When Does Pretraining Help? Assessing Self-Supervised Learning for Law and the CaseHOLD Dataset of 53,000+ Legal Holdings

Related tags

Deep Learningcasehold
Overview

When Does Pretraining Help? Assessing Self-Supervised Learning for Law and the CaseHOLD Dataset of 53,000+ Legal Holdings

This is the repository for the paper, When Does Pretraining Help? Assessing Self-Supervised Learning for Law and the CaseHOLD Dataset of 53,000+ Legal Holdings (Zheng and Guha et al., 2021), accepted to ICAIL 2021.

It includes models, datasets, and code for computing pretrain loss and finetuning Legal-BERT, Custom Legal-BERT, and BERT (double) models on legal benchmark tasks: Overruling, Terms of Service, CaseHOLD.

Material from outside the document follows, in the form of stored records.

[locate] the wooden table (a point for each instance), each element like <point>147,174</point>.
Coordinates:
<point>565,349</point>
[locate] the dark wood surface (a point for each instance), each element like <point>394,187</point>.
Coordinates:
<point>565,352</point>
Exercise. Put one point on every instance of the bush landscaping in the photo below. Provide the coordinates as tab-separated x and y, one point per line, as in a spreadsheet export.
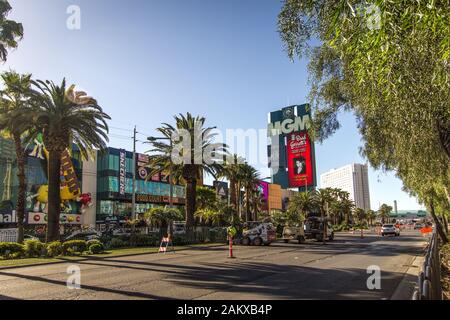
37	249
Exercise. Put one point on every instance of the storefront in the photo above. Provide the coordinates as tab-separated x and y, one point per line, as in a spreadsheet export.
74	202
115	185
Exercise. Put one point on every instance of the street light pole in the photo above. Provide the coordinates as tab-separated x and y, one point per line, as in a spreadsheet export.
171	164
133	166
170	178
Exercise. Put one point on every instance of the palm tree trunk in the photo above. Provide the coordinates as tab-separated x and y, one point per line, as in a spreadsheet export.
238	200
247	204
191	194
438	224
54	199
233	193
20	208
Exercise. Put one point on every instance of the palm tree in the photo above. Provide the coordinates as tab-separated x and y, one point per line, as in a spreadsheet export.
189	162
65	116
371	216
360	215
10	31
384	212
16	120
231	171
303	202
250	180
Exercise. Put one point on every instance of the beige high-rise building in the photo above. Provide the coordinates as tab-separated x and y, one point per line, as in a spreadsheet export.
352	178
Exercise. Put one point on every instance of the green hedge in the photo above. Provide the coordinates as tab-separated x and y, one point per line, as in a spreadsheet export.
54	249
34	248
11	250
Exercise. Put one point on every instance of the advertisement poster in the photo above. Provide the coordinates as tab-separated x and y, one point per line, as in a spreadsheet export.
221	188
142	171
122	172
300	169
264	190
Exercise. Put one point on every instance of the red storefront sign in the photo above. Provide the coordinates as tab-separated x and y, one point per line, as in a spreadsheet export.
299	157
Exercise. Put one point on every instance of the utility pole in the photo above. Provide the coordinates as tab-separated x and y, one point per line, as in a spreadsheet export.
133	166
170	178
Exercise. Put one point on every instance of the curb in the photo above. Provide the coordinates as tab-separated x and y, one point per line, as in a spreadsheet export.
405	289
84	258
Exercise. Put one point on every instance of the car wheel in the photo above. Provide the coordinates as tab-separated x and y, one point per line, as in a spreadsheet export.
246	241
257	241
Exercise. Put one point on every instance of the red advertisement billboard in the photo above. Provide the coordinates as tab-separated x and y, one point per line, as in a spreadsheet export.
299	158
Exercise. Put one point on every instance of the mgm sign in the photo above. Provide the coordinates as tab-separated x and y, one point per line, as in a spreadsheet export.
291	151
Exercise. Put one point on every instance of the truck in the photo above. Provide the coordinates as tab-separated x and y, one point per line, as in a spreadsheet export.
314	229
258	233
294	233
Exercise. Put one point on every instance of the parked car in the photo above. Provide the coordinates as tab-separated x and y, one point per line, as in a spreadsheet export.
29	237
314	229
390	229
418	226
293	233
258	233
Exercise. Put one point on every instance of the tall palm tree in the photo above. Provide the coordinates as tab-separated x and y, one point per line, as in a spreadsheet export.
250	179
15	119
360	215
384	212
189	162
65	116
231	171
323	199
347	206
10	31
371	216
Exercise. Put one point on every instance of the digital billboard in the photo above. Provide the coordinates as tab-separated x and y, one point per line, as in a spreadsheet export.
299	157
290	150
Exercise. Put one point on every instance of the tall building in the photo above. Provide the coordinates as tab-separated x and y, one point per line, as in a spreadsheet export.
352	178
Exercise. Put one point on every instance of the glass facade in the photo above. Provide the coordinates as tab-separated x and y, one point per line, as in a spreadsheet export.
111	203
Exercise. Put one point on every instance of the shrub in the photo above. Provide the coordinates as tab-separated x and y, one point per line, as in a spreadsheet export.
54	249
11	250
143	240
96	248
117	243
74	246
34	248
93	241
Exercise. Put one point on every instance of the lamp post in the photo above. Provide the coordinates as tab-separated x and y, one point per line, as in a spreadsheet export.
153	139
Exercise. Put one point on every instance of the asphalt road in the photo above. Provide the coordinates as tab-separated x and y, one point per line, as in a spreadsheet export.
337	270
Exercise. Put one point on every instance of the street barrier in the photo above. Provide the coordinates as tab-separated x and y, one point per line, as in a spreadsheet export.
429	280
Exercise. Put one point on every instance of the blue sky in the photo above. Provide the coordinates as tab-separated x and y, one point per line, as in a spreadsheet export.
147	60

Download Models & Datasets

The legal benchmark task datasets and Legal-BERT, Custom Legal-BERT, and BERT (double) model files can be downloaded from the casehold Google Drive folder. For more information, see the Description of the folder.

The models can also be accessed directly from the Hugging Face model hub. To load a model from the model hub in a script, pass its Hugging Face model repository name to the model_name_or_path script argument. See demo.ipynb for more details.

Hugging Face Model Repositories

Download the legal benchmark task datasets and the models (optional, scripts can directly load models from Hugging Face model repositories) from the casehold Google Drive folder and unzip them under the top-level directory like:

reglab/casehold
├── data
│ ├── casehold.csv
│ └── overruling.csv
├── models
│ ├── bert-double
│ │ ├── config.json
│ │ ├── pytorch_model.bin
│ │ ├── special_tokens_map.json
│ │ ├── tf_model.h5
│ │ ├── tokenizer_config.json
│ │ └── vocab.txt
│ └── custom-legalbert
│ │ ├── config.json
│ │ ├── pytorch_model.bin
│ │ ├── special_tokens_map.json
│ │ ├── tf_model.h5
│ │ ├── tokenizer_config.json
│ │ └── vocab.txt
│ └── legalbert
│ │ ├── config.json
│ │ ├── pytorch_model.bin
│ │ ├── special_tokens_map.json
│ │ ├── tf_model.h5
│ │ ├── tokenizer_config.json
│ │ └── vocab.txt

Requirements

This code was tested with Python 3.7 and Pytorch 1.8.1.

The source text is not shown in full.